Some of the attribute names have been modified to provide a more consistent naming scheme. This affects the old names of systemversion (now sysver), LOC(Both) (now loc(both)), NCLOC(Both) (now ncloc(both)), #Both (now n_both), #Bin (now n_bin), #Top(Bin) (now n_top(bin)), and #Files (now n_files). Other attributes are now not provided, being either for internal use only or obsolete (notes, acquisitiondate, acquisitionperson, language, languageversion, origin, opensource, obfuscated, source).

During this exercise, a lot of checks were made of existing metadata, and some errors or missing data were uncovered. Below are the changes to attribute values that are not represented by the comments above:

Changed releasedate to use IS0 8601 ("2002-10-2" to "2002-10-02")
Changed releasedate to use IS0 8601 ("2004-09-4" to "2004-09-04")
Corrected url "http://www.columbamail.org" to "http://sourceforge.net/projects/columba"
Changed releasedate to use IS0 8601 ("2006/02/12" to "2006-02-12")
Changed releasedate to use IS0 8601 ("2006/06/10" to "2006-06-10")
Corrected domain for hibernate-3.5.3-final, hibernate-3.5.5-final, hibernate-3.6.0-beta1, hibernate-3.6.0-beta2, hibernate-3.6.0-beta3, and hibernate-3.6.0-beta4 ("Persistence Object Mapper" to "database")
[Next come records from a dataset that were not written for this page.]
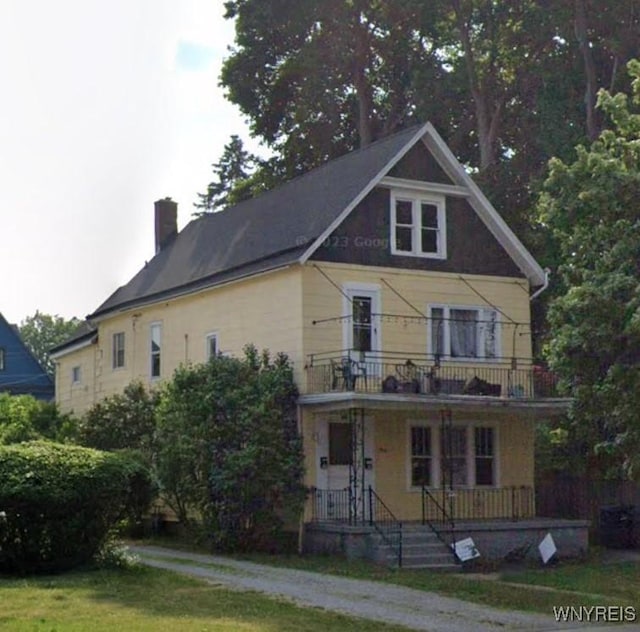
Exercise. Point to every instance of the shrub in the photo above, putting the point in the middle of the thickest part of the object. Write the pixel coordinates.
(24, 418)
(126, 422)
(229, 451)
(58, 504)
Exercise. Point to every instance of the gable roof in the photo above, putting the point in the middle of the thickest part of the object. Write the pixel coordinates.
(23, 374)
(286, 225)
(84, 335)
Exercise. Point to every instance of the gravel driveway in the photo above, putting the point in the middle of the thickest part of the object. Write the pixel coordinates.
(379, 601)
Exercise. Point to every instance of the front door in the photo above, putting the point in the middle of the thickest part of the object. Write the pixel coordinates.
(335, 471)
(361, 333)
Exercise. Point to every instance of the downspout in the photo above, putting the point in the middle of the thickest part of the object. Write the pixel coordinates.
(545, 285)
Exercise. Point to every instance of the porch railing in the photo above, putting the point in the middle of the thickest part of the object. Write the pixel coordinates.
(514, 503)
(349, 370)
(331, 505)
(442, 517)
(385, 523)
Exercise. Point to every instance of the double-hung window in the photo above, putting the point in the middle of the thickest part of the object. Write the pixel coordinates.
(212, 349)
(453, 456)
(117, 350)
(421, 456)
(456, 456)
(155, 331)
(418, 225)
(464, 332)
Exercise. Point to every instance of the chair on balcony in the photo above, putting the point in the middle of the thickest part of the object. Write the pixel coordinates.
(345, 373)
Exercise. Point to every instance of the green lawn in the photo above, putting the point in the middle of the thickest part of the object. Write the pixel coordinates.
(144, 599)
(586, 583)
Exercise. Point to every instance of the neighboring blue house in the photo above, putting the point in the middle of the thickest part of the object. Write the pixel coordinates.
(20, 372)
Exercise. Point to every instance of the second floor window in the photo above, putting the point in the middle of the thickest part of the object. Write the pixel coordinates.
(361, 317)
(464, 332)
(117, 352)
(212, 346)
(418, 226)
(156, 348)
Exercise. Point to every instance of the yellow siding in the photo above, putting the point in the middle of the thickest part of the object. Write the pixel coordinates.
(265, 310)
(322, 300)
(391, 458)
(76, 397)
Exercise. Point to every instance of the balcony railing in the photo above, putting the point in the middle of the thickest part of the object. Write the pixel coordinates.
(411, 373)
Added fullname ("HyperSQL DataBase")
Changed releasedate to use IS0 8601 ("2006/04/16" to "2006-04-16")
Changed releasedate to use IS0 8601 ("2005/10/10" to "2005-10-10")
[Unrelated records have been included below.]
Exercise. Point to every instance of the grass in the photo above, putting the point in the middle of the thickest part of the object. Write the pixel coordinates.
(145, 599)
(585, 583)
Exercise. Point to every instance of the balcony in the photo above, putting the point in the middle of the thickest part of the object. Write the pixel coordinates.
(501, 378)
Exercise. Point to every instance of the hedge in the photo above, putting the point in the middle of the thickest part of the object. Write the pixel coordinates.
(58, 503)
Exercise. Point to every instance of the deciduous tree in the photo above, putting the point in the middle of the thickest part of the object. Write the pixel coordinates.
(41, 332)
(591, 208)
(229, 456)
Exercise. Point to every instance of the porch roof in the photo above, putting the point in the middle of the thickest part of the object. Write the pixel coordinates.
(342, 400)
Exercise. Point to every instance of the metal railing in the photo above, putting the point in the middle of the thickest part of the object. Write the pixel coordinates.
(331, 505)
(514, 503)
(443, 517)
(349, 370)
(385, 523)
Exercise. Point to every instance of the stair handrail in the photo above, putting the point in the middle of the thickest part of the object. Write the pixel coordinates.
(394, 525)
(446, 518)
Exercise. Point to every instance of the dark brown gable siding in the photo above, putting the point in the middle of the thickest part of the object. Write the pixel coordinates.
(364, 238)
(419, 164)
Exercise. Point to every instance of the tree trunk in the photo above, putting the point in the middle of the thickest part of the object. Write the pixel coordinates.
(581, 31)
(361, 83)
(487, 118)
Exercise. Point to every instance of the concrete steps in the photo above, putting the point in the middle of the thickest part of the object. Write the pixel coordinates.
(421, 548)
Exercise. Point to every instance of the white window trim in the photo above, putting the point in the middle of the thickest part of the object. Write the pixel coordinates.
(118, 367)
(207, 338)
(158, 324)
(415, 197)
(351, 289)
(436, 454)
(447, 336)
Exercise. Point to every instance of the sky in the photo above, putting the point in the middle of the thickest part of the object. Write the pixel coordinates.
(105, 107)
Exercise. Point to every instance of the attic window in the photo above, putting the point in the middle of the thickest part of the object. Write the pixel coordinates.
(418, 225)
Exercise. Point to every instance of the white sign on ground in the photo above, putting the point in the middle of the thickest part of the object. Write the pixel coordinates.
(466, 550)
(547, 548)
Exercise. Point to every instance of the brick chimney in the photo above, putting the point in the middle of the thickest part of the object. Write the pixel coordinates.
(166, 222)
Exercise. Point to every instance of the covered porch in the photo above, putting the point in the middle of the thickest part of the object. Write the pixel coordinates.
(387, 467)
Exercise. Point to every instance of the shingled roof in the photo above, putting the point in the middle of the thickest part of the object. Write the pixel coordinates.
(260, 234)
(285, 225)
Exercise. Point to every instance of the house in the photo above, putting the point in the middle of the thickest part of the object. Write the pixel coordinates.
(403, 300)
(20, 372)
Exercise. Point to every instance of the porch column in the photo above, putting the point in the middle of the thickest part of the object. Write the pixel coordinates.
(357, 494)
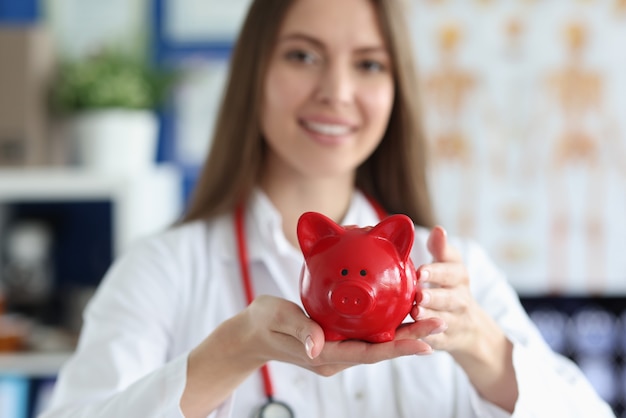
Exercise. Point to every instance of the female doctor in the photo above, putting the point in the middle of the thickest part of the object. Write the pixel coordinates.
(320, 111)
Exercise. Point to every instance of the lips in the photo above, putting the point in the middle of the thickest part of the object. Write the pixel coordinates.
(328, 132)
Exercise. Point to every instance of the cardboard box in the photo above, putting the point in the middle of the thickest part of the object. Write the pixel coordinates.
(27, 62)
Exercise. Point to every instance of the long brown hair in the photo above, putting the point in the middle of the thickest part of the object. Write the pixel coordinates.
(395, 173)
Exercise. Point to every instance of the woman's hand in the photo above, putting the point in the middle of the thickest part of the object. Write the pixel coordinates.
(447, 296)
(472, 337)
(272, 328)
(283, 332)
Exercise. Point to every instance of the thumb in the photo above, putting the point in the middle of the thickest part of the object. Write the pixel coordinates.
(439, 247)
(312, 336)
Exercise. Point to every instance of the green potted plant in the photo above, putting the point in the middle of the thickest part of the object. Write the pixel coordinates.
(110, 99)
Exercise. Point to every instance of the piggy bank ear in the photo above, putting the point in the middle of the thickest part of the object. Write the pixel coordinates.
(399, 230)
(312, 227)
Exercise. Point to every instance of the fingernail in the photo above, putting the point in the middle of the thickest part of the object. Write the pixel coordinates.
(441, 328)
(308, 346)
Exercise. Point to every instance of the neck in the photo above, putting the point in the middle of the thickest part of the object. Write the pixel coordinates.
(292, 198)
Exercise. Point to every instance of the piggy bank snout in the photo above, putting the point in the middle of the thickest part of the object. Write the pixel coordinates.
(350, 298)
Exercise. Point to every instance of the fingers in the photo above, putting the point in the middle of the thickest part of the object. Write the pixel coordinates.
(439, 248)
(294, 322)
(442, 274)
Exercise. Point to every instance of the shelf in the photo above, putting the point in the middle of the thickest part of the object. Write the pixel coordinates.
(33, 364)
(143, 202)
(46, 184)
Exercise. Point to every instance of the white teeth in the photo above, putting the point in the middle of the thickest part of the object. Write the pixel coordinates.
(328, 129)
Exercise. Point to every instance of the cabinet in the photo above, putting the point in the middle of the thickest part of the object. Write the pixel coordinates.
(138, 206)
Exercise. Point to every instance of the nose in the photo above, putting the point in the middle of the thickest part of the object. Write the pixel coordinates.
(335, 85)
(352, 298)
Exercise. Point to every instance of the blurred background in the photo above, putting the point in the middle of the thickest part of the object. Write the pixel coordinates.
(106, 111)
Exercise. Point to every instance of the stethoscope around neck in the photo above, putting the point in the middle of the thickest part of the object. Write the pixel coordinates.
(272, 408)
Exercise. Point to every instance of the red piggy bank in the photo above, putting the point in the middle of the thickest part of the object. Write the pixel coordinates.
(357, 283)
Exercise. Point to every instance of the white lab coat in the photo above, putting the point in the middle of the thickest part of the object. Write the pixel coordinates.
(168, 293)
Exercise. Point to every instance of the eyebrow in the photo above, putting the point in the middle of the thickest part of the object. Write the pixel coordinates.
(319, 44)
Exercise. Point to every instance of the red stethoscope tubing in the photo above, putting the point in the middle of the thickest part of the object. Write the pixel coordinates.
(247, 286)
(247, 279)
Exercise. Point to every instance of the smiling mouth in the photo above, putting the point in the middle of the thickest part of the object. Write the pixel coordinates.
(328, 129)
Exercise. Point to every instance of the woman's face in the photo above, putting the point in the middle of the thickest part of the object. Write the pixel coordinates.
(329, 89)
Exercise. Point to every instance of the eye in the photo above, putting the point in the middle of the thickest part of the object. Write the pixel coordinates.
(300, 55)
(371, 66)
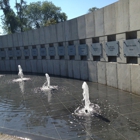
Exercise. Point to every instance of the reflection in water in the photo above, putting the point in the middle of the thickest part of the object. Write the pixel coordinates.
(21, 85)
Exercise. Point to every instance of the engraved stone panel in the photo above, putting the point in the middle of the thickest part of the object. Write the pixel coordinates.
(51, 51)
(34, 52)
(18, 53)
(83, 51)
(61, 51)
(26, 52)
(71, 50)
(2, 54)
(112, 48)
(96, 49)
(43, 51)
(10, 53)
(131, 47)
Corrected domain ("J2EE server" to "middleware")
Added fullname ("Chemistry Development Kit")
Changed releasedate to use IS0 8601 ("2007-06-10" to "2008-06-10")
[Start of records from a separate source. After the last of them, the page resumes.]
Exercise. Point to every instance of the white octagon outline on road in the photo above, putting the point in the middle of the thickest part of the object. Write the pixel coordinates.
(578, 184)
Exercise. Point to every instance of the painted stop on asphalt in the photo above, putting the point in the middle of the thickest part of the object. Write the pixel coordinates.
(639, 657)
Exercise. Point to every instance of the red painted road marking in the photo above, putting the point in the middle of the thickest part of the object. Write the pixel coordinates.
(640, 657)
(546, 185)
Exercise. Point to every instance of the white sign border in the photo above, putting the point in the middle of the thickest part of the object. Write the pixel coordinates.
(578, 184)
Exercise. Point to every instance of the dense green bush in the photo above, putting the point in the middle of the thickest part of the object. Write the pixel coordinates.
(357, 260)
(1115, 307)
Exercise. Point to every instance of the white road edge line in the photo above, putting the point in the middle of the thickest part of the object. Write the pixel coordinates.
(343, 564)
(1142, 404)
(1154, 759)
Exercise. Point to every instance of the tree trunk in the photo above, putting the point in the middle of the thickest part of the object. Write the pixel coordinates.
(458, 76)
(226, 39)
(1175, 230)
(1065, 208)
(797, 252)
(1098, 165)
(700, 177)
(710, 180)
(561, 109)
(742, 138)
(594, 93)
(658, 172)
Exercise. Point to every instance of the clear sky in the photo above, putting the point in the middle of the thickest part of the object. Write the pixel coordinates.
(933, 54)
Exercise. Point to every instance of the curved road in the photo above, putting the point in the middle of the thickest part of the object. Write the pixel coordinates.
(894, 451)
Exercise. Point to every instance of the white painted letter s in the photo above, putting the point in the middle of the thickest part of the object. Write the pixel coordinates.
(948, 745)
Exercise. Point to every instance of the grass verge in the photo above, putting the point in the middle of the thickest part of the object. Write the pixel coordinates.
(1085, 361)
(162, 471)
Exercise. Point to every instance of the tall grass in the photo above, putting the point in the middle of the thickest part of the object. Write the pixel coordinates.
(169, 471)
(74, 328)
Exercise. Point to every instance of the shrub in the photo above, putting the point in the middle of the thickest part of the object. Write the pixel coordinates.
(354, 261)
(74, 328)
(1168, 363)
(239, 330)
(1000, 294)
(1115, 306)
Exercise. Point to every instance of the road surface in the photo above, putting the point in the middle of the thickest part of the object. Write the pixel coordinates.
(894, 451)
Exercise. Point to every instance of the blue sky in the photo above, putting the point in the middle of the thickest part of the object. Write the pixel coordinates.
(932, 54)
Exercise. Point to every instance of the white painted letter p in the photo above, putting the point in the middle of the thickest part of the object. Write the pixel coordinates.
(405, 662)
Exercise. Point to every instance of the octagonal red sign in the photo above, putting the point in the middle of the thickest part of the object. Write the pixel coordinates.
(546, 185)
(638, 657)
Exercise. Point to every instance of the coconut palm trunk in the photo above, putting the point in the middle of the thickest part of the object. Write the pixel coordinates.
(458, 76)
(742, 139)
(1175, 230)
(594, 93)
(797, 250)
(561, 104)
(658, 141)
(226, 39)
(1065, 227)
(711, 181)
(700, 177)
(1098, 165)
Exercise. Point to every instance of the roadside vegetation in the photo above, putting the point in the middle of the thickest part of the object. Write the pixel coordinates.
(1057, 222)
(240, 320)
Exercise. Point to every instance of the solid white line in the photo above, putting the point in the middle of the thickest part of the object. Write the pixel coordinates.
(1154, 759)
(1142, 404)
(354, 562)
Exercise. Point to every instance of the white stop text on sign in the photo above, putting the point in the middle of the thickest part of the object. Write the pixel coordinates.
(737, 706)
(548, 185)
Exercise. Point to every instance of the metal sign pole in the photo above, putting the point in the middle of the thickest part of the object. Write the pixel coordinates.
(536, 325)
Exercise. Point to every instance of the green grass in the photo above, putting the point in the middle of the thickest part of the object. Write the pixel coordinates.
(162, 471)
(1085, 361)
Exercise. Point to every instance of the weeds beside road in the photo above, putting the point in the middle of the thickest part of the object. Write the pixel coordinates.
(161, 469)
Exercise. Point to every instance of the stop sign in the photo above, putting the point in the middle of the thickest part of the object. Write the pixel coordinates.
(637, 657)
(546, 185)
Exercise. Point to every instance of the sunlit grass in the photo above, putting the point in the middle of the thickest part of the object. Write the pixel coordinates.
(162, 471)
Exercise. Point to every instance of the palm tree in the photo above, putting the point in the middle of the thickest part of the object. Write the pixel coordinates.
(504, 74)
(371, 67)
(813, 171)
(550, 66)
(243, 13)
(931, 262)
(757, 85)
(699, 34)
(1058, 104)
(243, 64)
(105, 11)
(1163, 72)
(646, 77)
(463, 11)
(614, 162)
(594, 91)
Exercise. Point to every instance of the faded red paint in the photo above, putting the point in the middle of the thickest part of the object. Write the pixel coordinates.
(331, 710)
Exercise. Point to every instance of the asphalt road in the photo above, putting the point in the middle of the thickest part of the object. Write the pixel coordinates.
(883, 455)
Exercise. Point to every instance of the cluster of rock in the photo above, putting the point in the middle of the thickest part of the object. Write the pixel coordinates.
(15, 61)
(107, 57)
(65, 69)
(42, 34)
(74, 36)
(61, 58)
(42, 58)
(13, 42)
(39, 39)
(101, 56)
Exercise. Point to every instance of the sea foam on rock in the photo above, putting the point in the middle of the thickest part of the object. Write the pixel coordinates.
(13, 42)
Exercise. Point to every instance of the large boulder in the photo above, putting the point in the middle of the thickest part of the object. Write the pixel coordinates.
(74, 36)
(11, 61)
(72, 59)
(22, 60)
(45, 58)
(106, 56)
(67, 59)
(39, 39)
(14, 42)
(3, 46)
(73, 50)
Added domain ("programming language")
Changed fullname for marauroa-2.5 and marauroa-3.8.1 ("Server for Arianne, a multiplayer online games framework and engine" to "Marauroa")
Corrected domain ("parsers/generator/make" to "parsers/generators/make")
Changed releasedate to use IS0 8601 ("2006/03/06" to "2006-03-06")
Changed releasedate to use IS0 8601 ("2006/03/03" to "2006-03-03")
Added fullname ("Velocity Engine")
Changed fullname for all versions ("Weka---Machine Learning Software in Java" to "Weka")
Changed fullname ("Xalan." to "Xalan")
New Systems
batik, collections, freemind, hadoop, wct
Added versions
ant-1.8.2, antlr-3.3, antlr-3.4, argouml-0.22, argouml-0.30.1, argouml-0.32, argouml-0.32.1, argouml-0.32.2, argouml-0.34, azureus-, azureus-, azureus-, azureus-, azureus-, azureus-, batik-1.7, collections-3.2.1, eclipse_SDK-3.4.1, eclipse_SDK-3.6.1, eclipse_SDK-3.6.2, eclipse_SDK-3.7, eclipse_SDK-3.7.1, freecol-0.10.0, freecol-0.10.1, freecol-0.10.2, freecol-0.10.3, freecol-0.9.5, freemind-0.0.2, freemind-0.0.3, freemind-0.1.0, freemind-0.2.0, freemind-0.3.0, freemind-0.3.1, freemind-0.4, freemind-0.5, freemind-0.6, freemind-0.6.1, freemind-0.6.5, freemind-0.6.7, freemind-0.7.1, freemind-0.8.0, freemind-0.8.1, freemind-0.9.0, hadoop-1.0.0, hibernate-3.6.0, hibernate-3.6.1, hibernate-3.6.10, hibernate-3.6.2, hibernate-3.6.3, hibernate-3.6.4, hibernate-3.6.5, hibernate-3.6.6, hibernate-3.6.7, hibernate-3.6.8, hibernate-3.6.9, hibernate-4.0.0, hibernate-4.0.1, hibernate-4.1.0, jmeter-2.5, jmeter-2.5.1, junit-4.10, junit-4.9, lucene-2.9.4, lucene-3.0.3, lucene-3.1.0, lucene-3.2.0, lucene-3.3.0, lucene-3.4.0, lucene-3.5.0, wct-1.5.2, weka-3.6.3, weka-3.6.4, weka-3.6.5, weka-3.6.6, weka-3.7.4, weka-3.7.5
Changed properties
The contents.csv files changed for existing versions of eclipse_SDK due to the source now being unpacked.
Changed install
All of the .install for existing versions of eclipse_SDK have been changed to unpack the source code (previously this wasn't happening).
Changed bin
With the change to the eclipse_SDK installation procedure, the organisation of the bin directory has changed for most versions.
Changed src
With the change to the eclipse_SDK installation procedure, the organisation of the src directory has changed for most versions, specifically those versions now have the src unpacked.
Changed docs
The documentation for the metadata has been reorganised to reflect the new structure. A glossary has been added.